Every age in society brings its peculiar “biases.” I’m not speaking here of social prejudices, but rather of prefered fields of study which assumptively, by their prominence, color all discussions. This has been recognized by historical analysts for eons.
Thus, the Enlightenment period brought a “prejudice” toward Reason, which is not necessarily a bad thing, just an acknowledgement that Reason was the central organizing prinicple. In the 1970’s it was the field of psychology that was elevated to near-sacred status. If you were really “modern” you had at least your own therapist, if not a psychiatrist instead or in addition; and if you were a poster-child for psychology you also attended weekly group therapy. Psychology was so popular that it overran itself, in that psychology programs became overenrolled and produced a glut of psychologists on the market, many of whom found themselves unemployed and eventually changing careers.
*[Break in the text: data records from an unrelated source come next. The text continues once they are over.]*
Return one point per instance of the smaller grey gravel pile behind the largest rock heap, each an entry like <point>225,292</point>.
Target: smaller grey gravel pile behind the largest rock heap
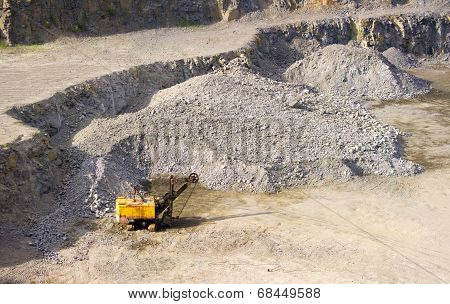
<point>361,72</point>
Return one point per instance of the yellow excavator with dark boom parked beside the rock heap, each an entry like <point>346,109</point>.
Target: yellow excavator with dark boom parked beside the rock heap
<point>143,210</point>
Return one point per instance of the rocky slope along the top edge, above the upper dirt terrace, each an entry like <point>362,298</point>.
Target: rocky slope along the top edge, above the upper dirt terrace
<point>23,21</point>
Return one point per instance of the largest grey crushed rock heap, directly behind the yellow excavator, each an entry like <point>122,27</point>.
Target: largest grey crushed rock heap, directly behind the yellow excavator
<point>244,132</point>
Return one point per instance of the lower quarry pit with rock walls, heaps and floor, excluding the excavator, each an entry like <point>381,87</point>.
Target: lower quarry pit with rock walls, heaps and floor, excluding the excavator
<point>314,129</point>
In the early 21st century here, it’s medicine. The tendency, therefore, is to view every human behavior through the “determined” or determinable lens of medicine. Well, if your physiology determines your behavior, then your culpability (for anything) vanishes. Because it’s a slippery slope from saying medicine determines just “some” behavior: Why not all behavior? Maybe I have an inborn genetic tendency to lie, or to steal, or to murder. We get the same problem with popularizing medicine that we got with popularizing psychology in the '70’s: sloppy “science.”
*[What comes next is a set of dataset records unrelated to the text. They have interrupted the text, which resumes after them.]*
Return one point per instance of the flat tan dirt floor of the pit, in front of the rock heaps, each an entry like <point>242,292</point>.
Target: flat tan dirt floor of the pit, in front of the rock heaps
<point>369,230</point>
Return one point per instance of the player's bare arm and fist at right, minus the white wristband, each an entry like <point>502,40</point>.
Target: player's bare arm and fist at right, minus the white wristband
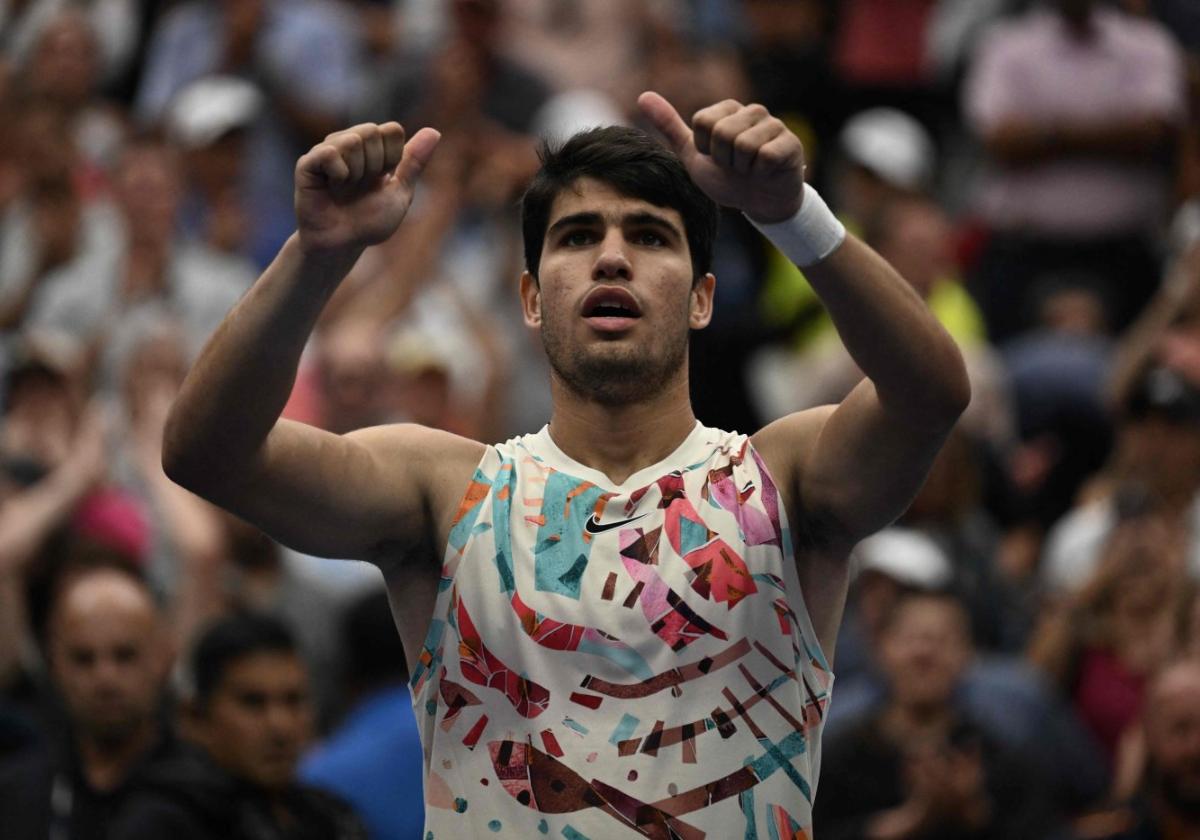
<point>849,471</point>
Genes, and brain configurations, shape initial tendencies – not just sexually, but in a whole host of potentialities – interests, temperament, every variety of attraction & possibility. However, the infant is still in many respects a “tabula rasa.” Environment is huge in the formation of the individual, and anyone who doesn’t understand that hasn’t read enough (no, not science), but biographies. It’s patently clear, when you do enough wide reading, that there are thousands of people who would have, might have, turned out quite differently, given innate tendencies and even circumstances of their births, had it not been for positive, unusual, countervailing, etc. influences after their births. That includes, btw, many people who were probably bipolar (their biographies exhibit that) before we had a name for it, Borderline Personality Disorder before it was supposedly determined that it was a “hopeless” diagnosis, people who were clinically depressed (to the point where today we would consign them to little expectation of living a productive life, but rather consign to “disability” and 24/7 meds); in fact, many artists, especially the body of classical composers, were then, and are today, subject to depression.
Medicine as determinism is first of all junk science, and second of all, toxic to humanity. But the worst of all is limiting the complex phenomenon of sexuality to the field of medicine. Sexuality is not just, or even primarily, medical. If you don’t know that, you haven’t done much reading. Sexuality depends on so many factors and influences that it can hardly be confined to genetic determinism. That is so obvious merely by looking at varieties of behavior in various societies over time (including today), and by chosen behaviors in subcultures such as prisons.